Harris Company’s fixed overhead costs are $4 per unit, and its variable overhead costs are $8 per unit. In the first month of operations, 50,000 units are produced and 46,000 units are sold. Write a short memo to the chief operating officer explaining which costing approach will produce the higher income and what the difference will be.
Just do response each posted # 1to 3 down below only
Posted 1
Hello Class and Instructor,
MEMO
To: Chief Financial Officer
Dear Sir or Madam
To completely understand the absorption vs. variable costing, it would best to define both. It mainly pertains to the allocation of manufacturing costs and its effect on reporting of net income. Under the absorption costing method, sales and marketing expenses are treated as a period cost, and hence expenses are recorded as and when incurred. In the variable costing method, product cost includes just the direct costs and variable manufacturing costs.

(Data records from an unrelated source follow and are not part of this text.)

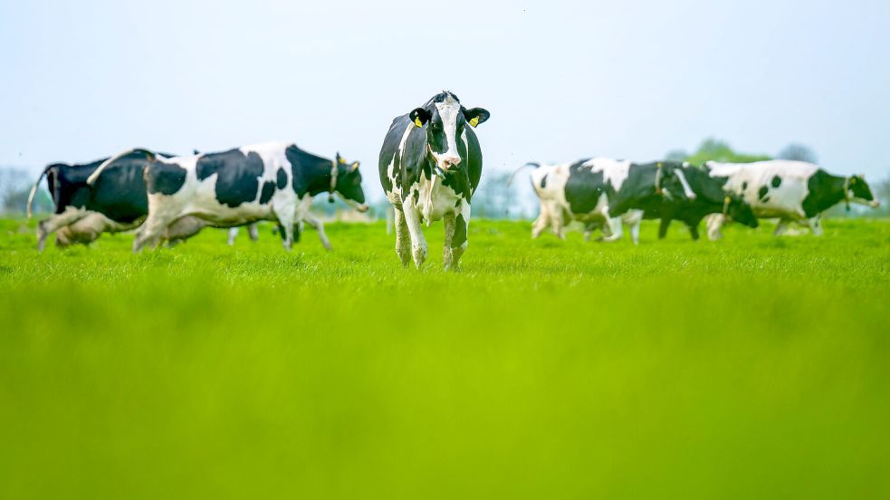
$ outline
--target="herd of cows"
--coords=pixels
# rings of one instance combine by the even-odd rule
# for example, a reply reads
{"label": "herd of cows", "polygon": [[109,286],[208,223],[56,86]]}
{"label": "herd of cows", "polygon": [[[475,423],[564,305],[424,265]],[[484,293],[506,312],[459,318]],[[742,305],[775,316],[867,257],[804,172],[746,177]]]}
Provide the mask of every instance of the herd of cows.
{"label": "herd of cows", "polygon": [[[467,246],[470,203],[482,177],[482,149],[473,129],[488,120],[482,108],[464,108],[443,91],[423,106],[393,120],[378,162],[380,183],[395,212],[396,253],[402,264],[419,267],[427,245],[421,226],[442,220],[446,269],[459,265]],[[469,126],[467,126],[469,125]],[[876,207],[862,176],[830,175],[816,165],[770,160],[749,164],[708,162],[696,167],[660,161],[634,163],[605,158],[558,165],[529,163],[541,213],[532,237],[547,227],[560,237],[578,221],[586,236],[599,229],[603,239],[620,238],[627,225],[637,242],[640,221],[661,220],[664,237],[672,220],[698,238],[706,219],[708,236],[721,237],[725,222],[756,227],[758,218],[780,219],[821,234],[820,216],[838,203]],[[89,164],[49,165],[31,191],[28,215],[43,178],[55,210],[37,226],[43,250],[56,233],[60,246],[94,241],[104,232],[136,230],[133,250],[167,242],[175,245],[203,227],[237,227],[277,223],[290,249],[304,224],[330,244],[321,220],[310,213],[312,198],[328,193],[367,211],[359,162],[327,159],[292,143],[265,143],[218,153],[176,156],[134,149]]]}

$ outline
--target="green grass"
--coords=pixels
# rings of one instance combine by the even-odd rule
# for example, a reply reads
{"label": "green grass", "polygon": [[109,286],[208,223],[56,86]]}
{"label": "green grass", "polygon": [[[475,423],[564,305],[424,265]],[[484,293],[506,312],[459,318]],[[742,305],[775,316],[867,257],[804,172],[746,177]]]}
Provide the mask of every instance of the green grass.
{"label": "green grass", "polygon": [[0,498],[890,496],[890,222],[129,253],[0,222]]}

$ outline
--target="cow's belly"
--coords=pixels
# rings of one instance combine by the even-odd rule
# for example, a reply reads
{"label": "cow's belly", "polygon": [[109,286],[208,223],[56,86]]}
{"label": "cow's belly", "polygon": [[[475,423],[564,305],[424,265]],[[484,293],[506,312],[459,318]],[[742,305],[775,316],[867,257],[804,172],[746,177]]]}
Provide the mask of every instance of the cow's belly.
{"label": "cow's belly", "polygon": [[271,220],[274,218],[269,205],[259,203],[244,203],[237,207],[228,207],[215,202],[196,204],[187,207],[186,214],[196,216],[207,222],[219,226],[237,226],[257,220]]}
{"label": "cow's belly", "polygon": [[607,220],[606,214],[608,213],[608,198],[606,195],[600,195],[597,200],[597,205],[589,212],[573,212],[571,204],[564,202],[567,212],[571,215],[573,220],[580,222],[604,222]]}

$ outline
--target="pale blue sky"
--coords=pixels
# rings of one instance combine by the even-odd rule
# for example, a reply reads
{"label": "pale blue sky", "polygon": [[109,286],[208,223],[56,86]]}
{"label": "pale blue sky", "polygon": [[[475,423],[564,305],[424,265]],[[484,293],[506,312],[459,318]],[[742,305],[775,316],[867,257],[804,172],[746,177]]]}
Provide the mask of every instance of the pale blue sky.
{"label": "pale blue sky", "polygon": [[449,89],[486,168],[639,160],[707,136],[890,172],[890,2],[0,4],[0,165],[293,140],[363,164]]}

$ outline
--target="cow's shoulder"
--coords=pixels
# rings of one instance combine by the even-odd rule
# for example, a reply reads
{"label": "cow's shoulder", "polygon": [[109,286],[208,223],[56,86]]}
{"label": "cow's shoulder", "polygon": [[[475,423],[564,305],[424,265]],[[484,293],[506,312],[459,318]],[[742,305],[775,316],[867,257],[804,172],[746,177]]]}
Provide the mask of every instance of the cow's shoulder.
{"label": "cow's shoulder", "polygon": [[569,164],[565,196],[574,214],[589,214],[606,194],[606,177],[602,169],[594,169],[589,159]]}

If the variable cost was used with the Harris Company, then or cost of sales would be more and decrease profit. On the other hand, if the absorption cost is used, the out cost would be low, and revenue would increase. Because of the increase in revenue, the absorption cost approach would be better to apply for the simple reason it has a fixed overhead that is deductible per unit basis. The difference in net income would be: (50000 – 46000) x4 = 16000.